Arc Forumnew | comments | leaders | submitlogin
3 points by almkglor 6089 days ago | link | parent

>> we've gotta make ourselves one of those nifty profilers for Arc.

True, true. I was optimizing random functions in treeparse, but didn't get a boost in speed until you suggested optimizing 'many.
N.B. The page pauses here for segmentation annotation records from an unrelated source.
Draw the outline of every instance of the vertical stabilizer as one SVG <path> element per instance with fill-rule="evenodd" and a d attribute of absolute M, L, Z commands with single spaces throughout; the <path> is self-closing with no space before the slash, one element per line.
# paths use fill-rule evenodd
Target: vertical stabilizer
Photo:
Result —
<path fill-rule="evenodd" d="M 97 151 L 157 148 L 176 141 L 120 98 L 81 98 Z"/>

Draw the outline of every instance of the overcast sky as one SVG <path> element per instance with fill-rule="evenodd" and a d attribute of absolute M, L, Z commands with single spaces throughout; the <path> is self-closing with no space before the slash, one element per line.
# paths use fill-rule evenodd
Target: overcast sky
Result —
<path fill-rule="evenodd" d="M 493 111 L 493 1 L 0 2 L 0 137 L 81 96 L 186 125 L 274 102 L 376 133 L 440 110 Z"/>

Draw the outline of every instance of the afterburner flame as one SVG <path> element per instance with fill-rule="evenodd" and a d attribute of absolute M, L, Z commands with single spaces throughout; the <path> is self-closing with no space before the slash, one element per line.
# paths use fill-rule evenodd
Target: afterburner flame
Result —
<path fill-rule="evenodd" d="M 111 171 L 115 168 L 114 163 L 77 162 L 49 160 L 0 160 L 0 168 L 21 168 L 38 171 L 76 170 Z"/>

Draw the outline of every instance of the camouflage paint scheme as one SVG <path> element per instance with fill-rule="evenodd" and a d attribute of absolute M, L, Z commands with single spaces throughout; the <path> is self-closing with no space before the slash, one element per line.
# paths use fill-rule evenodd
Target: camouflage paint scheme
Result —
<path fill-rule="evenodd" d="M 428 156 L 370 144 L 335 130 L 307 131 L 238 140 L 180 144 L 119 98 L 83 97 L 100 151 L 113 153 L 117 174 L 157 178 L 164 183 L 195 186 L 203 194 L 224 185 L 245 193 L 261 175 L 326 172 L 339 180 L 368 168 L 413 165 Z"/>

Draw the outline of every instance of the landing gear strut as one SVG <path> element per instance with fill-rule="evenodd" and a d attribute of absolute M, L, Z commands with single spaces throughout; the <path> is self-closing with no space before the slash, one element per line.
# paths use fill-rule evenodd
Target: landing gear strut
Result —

1 point by almkglor 6089 days ago | link

It seems that 'many is the low-hanging fruit of optimization. I've since gotten an 8-paragraph lorem ipsum piece, totalling about 5k, which renders in 3-4 seconds (about around 3800msec).

Hmm. Profiler.

I'm not 100% sure but maybe the fact that nearly all the composing parsers decompose the return value of sub-parsers, then recompose the return value, might be slowing it down? Maybe have parsers accept an optional return value argument, which 'return will fill in (instead of creating its own) might reduce significantly the memory consumption (assuming it's GC which is slowing it down)?

mockup:

  (def parser-function (remaining (o retval (list nil nil nil)))
    (....)
    (return parsed li actions retval))

  (def many-r (parser remaining acc act-acc (o retval (list nil nil nil)))
      (while (parse parser remaining retval)
        ; parsed
        (lconc acc (copy (car retval)))
        ; actions
        (lconc act-acc (copy (car:cdr:cdr retval)))
        (= remaining (car:cdr scratch)))
      (return (car acc) remaining (car act-acc) retval))
Removing 'actions might help too - we can now use just a plain 'cons cell, with car == parsed and cdr == remaining.

-----

1 point by raymyers 6089 days ago | link

I tried taking out actions for the heck of it. Removing them yields roughly a 30% speed increase on this benchmark:

  (time (do ((many anything) (range 1 5000)) nil))
Using the following method, we can keep actions as a feature but still get the 30% speedup when we don't use them.

  (def many (parser)
    "Parser is repeated zero or more times."
    (fn (remaining) (many-r parser remaining (tconc-new) nil)))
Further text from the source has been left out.